Foto: Zeidan/facebook 
A Comissão Parlamentar de Inquérito (CPI) da Violência Contra a Mulher da Assembleia Legislativa do Estado do Rio de Janeiro (Alerj) aprovou, ontem, seu relatório final, que contém 42 proposições. Entre elas, a criação da Secretaria de Estado de Políticas para as Mulheres, a interiorização dos juizados de Violência Doméstica e Familiar contra a Mulher e a realização, periódica, de audiências públicas regionais pela Comissão de Defesa dos Direitos da Mulher da Alerj para elaboração de políticas públicas. “Queremos dar visibilidade a essa violência. Vamos cobrar as estratégias e as políticas públicas a serem adotadas”, afirmou a presidente da CPI, deputada Martha Rocha (PSD).

Durante os seis meses de atividade, foram realizadas 16 audiências públicas, incluindo três audiências sigilosas, quando foram colhidos depoimentos de mulheres agredidas. “Conseguimos descobrir no que a rede de proteção do estado precisa melhorar”, apontou a parlamentar. Martha enfatizou que, dos 92 municípios fluminenses, apenas 28 têm algum equipamento voltado para a defesa da mulher, seja em uma coordenadoria ou em uma secretaria implantada no Executivo municipal.

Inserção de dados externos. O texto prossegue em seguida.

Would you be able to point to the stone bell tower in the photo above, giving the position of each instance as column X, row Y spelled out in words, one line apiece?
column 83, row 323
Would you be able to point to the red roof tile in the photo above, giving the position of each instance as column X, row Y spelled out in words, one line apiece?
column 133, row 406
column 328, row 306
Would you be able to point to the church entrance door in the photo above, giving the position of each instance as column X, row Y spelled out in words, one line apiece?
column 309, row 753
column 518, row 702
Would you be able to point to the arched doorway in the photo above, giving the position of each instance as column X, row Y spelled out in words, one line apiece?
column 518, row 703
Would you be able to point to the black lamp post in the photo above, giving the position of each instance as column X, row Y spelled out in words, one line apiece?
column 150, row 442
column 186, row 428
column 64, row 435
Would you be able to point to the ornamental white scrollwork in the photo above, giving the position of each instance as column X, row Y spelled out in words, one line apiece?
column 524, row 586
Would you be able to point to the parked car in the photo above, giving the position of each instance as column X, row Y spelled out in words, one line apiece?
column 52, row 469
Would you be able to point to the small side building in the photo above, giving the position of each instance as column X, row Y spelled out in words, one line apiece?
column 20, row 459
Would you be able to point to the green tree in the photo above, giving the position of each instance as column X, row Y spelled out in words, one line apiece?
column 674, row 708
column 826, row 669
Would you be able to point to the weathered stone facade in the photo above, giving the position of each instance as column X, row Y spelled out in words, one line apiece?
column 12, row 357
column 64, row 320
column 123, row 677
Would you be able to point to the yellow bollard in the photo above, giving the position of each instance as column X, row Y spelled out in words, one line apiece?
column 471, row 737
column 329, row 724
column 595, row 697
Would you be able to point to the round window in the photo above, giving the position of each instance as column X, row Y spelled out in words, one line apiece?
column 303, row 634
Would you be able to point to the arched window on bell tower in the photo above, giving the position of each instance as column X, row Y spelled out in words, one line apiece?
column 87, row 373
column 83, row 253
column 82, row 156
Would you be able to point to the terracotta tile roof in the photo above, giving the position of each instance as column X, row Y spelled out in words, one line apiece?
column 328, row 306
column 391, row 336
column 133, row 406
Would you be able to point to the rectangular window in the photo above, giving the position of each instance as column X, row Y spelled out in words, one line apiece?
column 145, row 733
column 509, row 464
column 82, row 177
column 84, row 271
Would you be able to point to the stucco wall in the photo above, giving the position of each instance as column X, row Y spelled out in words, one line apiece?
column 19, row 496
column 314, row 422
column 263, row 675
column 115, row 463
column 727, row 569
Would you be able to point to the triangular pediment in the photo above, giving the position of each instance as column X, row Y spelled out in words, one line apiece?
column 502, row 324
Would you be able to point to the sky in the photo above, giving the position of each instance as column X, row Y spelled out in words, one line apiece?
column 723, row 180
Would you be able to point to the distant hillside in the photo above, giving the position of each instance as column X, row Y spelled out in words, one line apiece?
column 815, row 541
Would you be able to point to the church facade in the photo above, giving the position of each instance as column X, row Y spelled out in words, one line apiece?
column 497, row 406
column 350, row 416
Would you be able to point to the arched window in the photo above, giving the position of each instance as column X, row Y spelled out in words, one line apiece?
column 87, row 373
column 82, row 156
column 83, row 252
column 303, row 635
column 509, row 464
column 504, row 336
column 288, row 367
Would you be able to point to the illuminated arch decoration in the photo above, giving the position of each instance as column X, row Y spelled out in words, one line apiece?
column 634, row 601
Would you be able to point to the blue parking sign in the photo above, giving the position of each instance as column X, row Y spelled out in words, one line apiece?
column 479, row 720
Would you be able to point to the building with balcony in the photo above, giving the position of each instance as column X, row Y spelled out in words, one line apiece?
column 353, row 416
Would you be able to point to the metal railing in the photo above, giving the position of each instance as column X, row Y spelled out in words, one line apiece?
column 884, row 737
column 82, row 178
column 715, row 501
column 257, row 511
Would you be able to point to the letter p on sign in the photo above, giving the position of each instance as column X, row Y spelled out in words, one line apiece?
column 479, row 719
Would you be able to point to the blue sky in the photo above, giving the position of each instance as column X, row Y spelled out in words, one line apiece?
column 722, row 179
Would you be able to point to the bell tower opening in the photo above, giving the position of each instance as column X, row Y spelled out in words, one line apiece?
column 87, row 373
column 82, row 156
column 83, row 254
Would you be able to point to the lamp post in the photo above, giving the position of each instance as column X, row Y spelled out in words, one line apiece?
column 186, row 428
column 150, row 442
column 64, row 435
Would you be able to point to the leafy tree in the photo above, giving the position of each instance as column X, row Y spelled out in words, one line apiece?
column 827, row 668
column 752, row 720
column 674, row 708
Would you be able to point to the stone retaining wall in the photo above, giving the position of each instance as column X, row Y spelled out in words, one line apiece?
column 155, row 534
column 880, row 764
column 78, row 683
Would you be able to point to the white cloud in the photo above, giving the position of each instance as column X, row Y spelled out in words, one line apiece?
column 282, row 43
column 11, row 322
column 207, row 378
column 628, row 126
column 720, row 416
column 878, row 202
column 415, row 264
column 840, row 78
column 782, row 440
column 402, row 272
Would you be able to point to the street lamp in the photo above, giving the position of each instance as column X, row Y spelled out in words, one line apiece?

Para ampliar o atendimento, o relatório também propõe a criação de mais três núcleos de Atendimento às Mulheres (Nuam): no Complexo da Maré, em uma Unidade de Polícia Pacificadora (UPP); na 89ª DP, em Resende; e na 82ª DP, em Maricá. “Precisamos também padronizar a quantidade de profissionais das Delegacias Especializadas de Atendimento à Mulher (Deam)”, acrescentou a presidente da comissão.

Falta denúncia – Relatora da CPI, deputada Zeidan (PT) reclamou da falta de estatísticas ligadas à violência contra a mulher. “É preciso que as mulheres denunciem mais e procurem as entidades competentes. Nós nos deparamos com a falta de dados e informações mais abrangentes sobre essas mulheres na criação desse relatório”. Segundo dados do relatório, apenas 35% das vítimas de estupro no Brasil costumam denunciar o crime à polícia.

O documento será votado em plenário e, se aprovado, enviado, em seguida, para o Ministério Público, a Defensoria Pública e outras instituições.